The seven leaders of the three dominating Prohibition gangs imported the world’s finest liquors on a massive scale. Although in an illegal and dangerous business, these seven espoused traditional business values and rejected the key tools of organized crime - monopoly, violence, and vendetta. This made them the most unlikely gangsters to rise to underworld leadership. But they earned every criminal’s respect, and fate made them the most powerful gangland leaders in American history.
In the mid 1900s, these seven leaders stood up to, and restrained, America’s worst villains. The seven prevented many gangland wars and killings. Unbelievably, the most murderous and most psychopathic gang leaders not only admired them but supported them in gangland conflicts.
These were the first gangs to work closely together in mutual interest. Joining these three dominating liquor-importers was the violent Chicago Capone gang, as they partnered in both illegal and legal businesses during and after Prohibition. They were also close allies in the complexities, treachery, and violence of underworld politics.

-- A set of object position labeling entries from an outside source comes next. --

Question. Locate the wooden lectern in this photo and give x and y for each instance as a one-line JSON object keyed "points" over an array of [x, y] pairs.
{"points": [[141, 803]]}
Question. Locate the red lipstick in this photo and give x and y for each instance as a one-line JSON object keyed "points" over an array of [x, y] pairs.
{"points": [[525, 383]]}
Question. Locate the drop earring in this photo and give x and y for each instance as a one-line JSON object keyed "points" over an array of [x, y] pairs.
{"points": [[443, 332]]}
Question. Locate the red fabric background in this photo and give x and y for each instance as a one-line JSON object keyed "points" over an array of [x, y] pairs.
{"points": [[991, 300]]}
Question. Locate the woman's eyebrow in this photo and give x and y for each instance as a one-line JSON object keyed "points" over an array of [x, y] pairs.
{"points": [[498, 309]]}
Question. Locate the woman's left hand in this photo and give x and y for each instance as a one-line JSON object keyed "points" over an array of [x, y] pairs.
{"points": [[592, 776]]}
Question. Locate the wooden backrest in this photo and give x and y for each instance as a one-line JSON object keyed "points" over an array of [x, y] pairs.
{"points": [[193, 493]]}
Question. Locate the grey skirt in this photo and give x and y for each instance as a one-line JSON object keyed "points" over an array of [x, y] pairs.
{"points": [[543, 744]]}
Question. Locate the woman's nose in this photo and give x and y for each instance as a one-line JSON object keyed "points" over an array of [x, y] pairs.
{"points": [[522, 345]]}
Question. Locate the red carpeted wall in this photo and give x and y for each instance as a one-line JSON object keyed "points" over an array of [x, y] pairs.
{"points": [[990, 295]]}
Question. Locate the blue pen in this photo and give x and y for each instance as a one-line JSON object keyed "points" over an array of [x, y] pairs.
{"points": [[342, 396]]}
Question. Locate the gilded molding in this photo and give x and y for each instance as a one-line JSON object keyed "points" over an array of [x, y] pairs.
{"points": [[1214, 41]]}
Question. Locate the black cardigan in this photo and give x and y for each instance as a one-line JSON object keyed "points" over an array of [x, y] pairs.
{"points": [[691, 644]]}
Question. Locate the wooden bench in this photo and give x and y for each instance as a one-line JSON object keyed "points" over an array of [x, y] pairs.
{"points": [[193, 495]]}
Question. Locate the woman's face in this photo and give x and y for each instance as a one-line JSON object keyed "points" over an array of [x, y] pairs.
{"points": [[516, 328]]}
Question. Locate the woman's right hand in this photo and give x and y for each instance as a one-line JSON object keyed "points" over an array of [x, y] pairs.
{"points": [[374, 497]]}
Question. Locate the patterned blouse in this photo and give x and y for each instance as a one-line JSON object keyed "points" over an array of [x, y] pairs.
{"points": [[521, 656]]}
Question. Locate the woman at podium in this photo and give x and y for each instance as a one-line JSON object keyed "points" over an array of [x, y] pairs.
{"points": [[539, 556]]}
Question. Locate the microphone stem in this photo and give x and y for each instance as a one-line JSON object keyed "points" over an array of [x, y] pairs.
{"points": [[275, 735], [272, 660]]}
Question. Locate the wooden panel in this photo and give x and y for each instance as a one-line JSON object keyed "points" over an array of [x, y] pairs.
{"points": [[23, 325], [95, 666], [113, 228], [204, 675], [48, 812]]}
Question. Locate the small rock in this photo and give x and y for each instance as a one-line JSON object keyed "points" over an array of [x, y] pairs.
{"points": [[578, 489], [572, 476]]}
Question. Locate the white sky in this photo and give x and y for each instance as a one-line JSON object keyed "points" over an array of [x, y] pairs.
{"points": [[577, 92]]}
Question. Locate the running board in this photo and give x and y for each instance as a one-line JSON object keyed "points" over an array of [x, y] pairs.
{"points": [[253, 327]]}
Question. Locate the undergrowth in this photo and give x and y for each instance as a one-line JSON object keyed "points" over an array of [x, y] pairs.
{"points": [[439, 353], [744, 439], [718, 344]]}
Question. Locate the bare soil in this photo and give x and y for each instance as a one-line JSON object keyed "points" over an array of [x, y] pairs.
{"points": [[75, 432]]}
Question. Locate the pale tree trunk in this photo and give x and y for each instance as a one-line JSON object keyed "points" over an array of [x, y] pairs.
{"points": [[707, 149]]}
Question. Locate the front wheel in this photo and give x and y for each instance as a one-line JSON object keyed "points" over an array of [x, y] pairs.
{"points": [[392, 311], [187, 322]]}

Exposed for the first time are the roles actually played by gang leaders Ben Siegel, Meyer Lansky, Charlie Luciano, Frank Costello, Joe Adonis, Al Capone, John Torrio, Frank Nitti, and Moe Dalitz.
Some of these seven leaders became powerful overworld political kingmakers. Allied with them in New York City politics was Arnold Rothstein, the ultimate gambler. His murder is one of several major gangland killings finally solved here.
The biggest-drawing entertainer in these gang leaders’ illegal-casino and Strip-resort showrooms was comedian Joe E. Lewis. He single-handedly saved the Copacabana from bankruptcy and turned it into America’s most famous and glamorous nightclub.
The careers and relationships of the gang leaders, who together would go on to build the Las Vegas Strip, are presented for the first time in this thoroughly documented, in-depth, authentic history of how organized crime developed. It contains 546 source notes, and many addendums that expose the serious fallacies and outright fictions of previous books about early organized crime.
This book is based on 48 years of research that began, when Friedman was drafted during the Vietnam War. A conscientious objector, he was ordered to spend his alternative service in Las Vegas hanging out with gangsters to study the history and operation of organized crime.